Hi, I have searched for a long time on this subreddit, in Ooba's documentation, Mistral's documentation and everything, but I just can't find what I am looking for.
I see everyone claiming Mistral can handle up to 32k context size, however while it technically won't refuse to generate anything above like 8k, the output is just not good. I have it loaded in Oobabooga's text-generation-webui and am using the API through SillyTavern. I loaded the normal Mistral 7B just to check, but with my current 12k story, all it can generate is gibberish if I give it the full context. However, I also checked using other fine-tunes of Mistral.

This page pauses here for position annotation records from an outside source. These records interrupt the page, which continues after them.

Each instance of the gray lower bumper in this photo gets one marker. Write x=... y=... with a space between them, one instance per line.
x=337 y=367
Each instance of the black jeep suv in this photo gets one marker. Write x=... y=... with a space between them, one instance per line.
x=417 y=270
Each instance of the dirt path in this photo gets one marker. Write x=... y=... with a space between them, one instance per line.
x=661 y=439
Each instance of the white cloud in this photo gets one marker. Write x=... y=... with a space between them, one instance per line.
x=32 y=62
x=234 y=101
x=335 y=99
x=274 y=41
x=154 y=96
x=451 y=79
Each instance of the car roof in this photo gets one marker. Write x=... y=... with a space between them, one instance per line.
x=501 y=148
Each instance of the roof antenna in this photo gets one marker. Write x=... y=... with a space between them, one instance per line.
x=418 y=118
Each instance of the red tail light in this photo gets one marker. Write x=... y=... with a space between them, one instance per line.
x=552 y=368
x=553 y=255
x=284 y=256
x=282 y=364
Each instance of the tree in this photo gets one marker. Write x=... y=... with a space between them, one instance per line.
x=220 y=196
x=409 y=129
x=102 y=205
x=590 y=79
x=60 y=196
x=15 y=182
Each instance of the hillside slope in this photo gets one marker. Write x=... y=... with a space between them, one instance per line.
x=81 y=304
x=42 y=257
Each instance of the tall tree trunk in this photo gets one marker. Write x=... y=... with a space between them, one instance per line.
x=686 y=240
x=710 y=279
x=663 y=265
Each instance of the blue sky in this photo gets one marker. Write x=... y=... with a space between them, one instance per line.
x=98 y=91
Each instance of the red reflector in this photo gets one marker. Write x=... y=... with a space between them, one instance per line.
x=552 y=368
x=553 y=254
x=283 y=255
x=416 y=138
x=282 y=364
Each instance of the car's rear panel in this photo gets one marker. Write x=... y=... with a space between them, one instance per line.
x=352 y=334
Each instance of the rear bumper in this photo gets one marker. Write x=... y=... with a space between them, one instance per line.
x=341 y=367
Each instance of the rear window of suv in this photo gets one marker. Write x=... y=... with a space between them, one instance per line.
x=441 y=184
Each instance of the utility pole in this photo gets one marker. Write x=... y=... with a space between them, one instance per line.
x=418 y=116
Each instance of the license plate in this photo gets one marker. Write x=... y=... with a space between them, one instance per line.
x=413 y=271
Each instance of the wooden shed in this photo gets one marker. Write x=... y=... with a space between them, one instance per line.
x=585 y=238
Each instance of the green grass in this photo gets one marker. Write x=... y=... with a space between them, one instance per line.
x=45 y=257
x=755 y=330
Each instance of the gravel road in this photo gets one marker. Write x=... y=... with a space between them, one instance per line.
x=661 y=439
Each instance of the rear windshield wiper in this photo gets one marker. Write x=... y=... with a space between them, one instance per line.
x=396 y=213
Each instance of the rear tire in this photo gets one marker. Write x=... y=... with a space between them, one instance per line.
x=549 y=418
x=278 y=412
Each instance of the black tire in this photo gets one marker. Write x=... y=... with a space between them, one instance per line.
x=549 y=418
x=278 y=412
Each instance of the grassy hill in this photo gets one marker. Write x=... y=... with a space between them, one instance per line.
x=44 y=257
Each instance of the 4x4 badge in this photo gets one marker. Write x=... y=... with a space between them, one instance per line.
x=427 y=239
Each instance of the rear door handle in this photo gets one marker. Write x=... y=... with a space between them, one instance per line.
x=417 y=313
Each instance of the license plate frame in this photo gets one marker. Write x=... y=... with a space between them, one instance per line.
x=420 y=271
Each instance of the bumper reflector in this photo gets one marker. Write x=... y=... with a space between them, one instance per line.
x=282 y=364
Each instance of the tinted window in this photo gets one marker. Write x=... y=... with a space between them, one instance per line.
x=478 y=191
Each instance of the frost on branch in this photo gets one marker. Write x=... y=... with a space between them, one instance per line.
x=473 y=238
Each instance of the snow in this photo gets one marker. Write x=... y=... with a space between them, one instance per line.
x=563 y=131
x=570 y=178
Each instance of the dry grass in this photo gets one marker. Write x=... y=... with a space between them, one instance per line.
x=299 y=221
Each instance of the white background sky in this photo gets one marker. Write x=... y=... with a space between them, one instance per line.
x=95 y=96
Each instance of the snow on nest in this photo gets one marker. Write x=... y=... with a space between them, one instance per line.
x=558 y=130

What am I doing wrong? I am using the GPTQ version on my RX 7900 XTX. Is it just advertising that it won't crash until 32k or something, or am I doing something wrong for not getting coherent output above 8k? I did mess with the alpha values, and while doing so does eliminate the gibberish, I do get the idea that the quality does suffer somehow.
So I did some research and after I while in the rabbit hole I think that sliding window attention is not implemented in ExLlama (or v2) yet, and it is not in the AMD ROCm fork of Flash Attention yet either.
I think that means it's just unsupported right now. Very unfortunate, but I guess I'll have to wait. Waiting for support is the price I pay for saving 900 euros on a GPU by not buying a 4090, but a 7900 XTX. I'm fine with that.